Assemblyman William Boyland, Jr., was convicted on Thursday for soliciting bribes from undercover FBI agents. Credit: Facebook
Assemblyman William Boyland, Jr., was convicted on Thursday for soliciting bribes from undercover FBI agents.
Prosecutors argued Boyland, 43, tried to secure more than $250,000 in bribes from the agents posing as developers looking for help with a real estate project.
The jury convicted the Brooklyn Democrat after about four hours on a lll 21 counts of bribery, extortion and mail fraud. He faces up to 30 years behind bars.
Boyland, who pleaded not guilty to the charges in September, might also automatically lose his seat in the Assembly — losing a seat that has been in his family since his uncle first won it in 1977.
At least approximately $7,000 of the attempted bribe was to allegedly pay off attorney fees from earlier corruption charges of which he was acquitted in 2011.

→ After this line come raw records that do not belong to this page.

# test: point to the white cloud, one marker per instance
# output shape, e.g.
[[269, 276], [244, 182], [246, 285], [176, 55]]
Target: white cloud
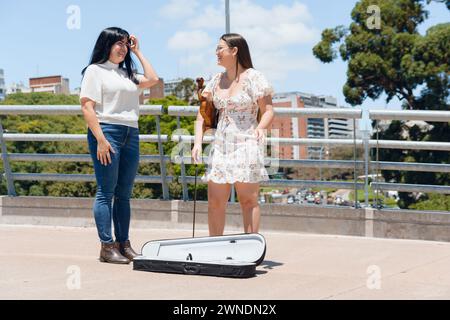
[[177, 9], [189, 40], [274, 35]]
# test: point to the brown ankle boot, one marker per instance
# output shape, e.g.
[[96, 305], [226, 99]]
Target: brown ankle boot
[[126, 250], [109, 253]]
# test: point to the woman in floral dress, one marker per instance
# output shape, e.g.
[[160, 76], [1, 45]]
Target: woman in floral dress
[[237, 153]]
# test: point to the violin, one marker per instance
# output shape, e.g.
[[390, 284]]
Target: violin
[[207, 110]]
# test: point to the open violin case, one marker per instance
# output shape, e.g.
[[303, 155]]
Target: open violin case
[[233, 256]]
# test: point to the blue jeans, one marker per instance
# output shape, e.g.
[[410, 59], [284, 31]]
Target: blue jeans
[[115, 180]]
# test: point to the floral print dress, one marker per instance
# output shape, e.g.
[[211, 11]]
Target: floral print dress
[[236, 155]]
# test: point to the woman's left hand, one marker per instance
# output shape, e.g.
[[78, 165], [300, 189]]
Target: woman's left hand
[[260, 134], [134, 44]]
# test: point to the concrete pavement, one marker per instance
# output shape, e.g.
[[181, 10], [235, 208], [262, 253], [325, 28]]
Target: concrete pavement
[[45, 262]]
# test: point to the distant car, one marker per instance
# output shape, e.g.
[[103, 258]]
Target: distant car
[[338, 201]]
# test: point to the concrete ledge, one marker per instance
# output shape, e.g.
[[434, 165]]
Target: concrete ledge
[[176, 214]]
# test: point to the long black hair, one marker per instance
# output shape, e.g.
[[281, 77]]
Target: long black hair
[[243, 56], [102, 49]]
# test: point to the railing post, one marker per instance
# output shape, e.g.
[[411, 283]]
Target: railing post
[[233, 196], [183, 168], [355, 176], [366, 136], [162, 161], [6, 166], [377, 205]]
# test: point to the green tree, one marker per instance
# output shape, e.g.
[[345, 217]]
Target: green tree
[[76, 125], [186, 90], [395, 59]]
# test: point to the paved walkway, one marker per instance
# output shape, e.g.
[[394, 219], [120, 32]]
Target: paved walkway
[[38, 262]]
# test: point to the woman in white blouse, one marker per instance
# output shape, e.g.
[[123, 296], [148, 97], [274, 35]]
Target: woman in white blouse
[[237, 153], [110, 103]]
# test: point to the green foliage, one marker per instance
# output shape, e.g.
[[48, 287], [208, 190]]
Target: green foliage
[[433, 202], [398, 61], [77, 125]]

The agents also recorded their interactions with the lawmaker, including the encounter in an Atlantic City hotel room in which he asked for the bribe.
“I got a middle guy by the way … I gotta stay clean … I got a bag man," Boyland told the officers. "I stopped talking on the phone a while ago."

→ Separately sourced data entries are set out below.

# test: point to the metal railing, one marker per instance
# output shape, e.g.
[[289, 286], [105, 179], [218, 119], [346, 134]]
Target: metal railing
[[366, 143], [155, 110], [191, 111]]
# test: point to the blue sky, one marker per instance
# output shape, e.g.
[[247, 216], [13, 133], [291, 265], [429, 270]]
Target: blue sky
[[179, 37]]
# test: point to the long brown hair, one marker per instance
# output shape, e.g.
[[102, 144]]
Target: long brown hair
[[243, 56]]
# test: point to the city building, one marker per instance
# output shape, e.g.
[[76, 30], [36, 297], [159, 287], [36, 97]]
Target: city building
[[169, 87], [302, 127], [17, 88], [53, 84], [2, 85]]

Boyland is the son of former Assemblyman William "Frank" Boyland, Sr., who prosecutors argued stepped in as an intermediary during the illegal dealings at one point, receiving a $3,000 check from one of the agents. The elder Boyland was not charged.
The Boyland legacy extends beyond the Assembly. Tracey Boyland, Boyland Jr.'s sister, also served on the New York City Council until she was term-limited out in 2005.
Before his conviction, Boyland Jr. was serving his fourth term in Albany. He represented the Ocean Hill, Brownsville, Bedford-Stuyvesant, Crown Heights and Bushwick sections of Brooklyn.